Mesmo na “era da informação” e com a crescente popularização da internet, onde diários de anotações e agendas são públicos, a maioria dos arquivos pessoais ainda é constituída sobre alicerces íntimos, nunca impessoais. O fato de se querer manter privado, íntimo, conferindo importância ao fato de selecionar, em casa, o que vai constituir um arquivo pessoal, possivelmente no futuro, com acesso público. E é necessário que assim seja, porque o arquivo guarda todas as identidades que o homem público tem na vida privada (pai, avô, amigo, filho, esposo). No fundo ACJ, por exemplo, além das partituras e letras de músicas, há desenhos dos netos, plantas de suas casas, correspondência com amigos, fotos dos filhos etc.

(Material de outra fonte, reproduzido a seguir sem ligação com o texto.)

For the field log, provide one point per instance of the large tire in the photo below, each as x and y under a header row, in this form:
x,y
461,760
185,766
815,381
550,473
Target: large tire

Se o reconhecimento que um artista obtém está ligado à sua intervenção sobre sua obra, dentre outras intervenções possíveis, a formação de um arquivo pessoal é, cada vez mais, decisiva para a obtenção daquele reconhecimento, por produzir uma visão de conjunto da obra, feita pelo próprio autor. Isto é, o titular de um arquivo percebe que sua construção é fator importante para o reconhecimento futuro de sua obra, numa “via de mão dupla”: primeiro, o estimula a manter, no seu arquivo, um discurso coerente com o personagem que pretende ser ou é; e em segundo lugar, afirma esse personagem público, determinado dentro de seu arquivo. Essas forças buscam um equilíbrio justamente na autobiografia e no arquivo (GOMES, 2004, p. 16). Tom Jobim enxergava isso com clareza, e sua preocupação em reunir, num arquivo, sua obra, revela o quanto considerava fundamental “guardar”. Ou seja, produzir uma memória de seu trabalho como forma de preservá-lo, permitindo o acesso a essa documentação a todos os interessados, fossem músicos ou não. Assim, toda a obra estaria reunida num grande arquivo inédito, como muitos registros pessoais e profissionais.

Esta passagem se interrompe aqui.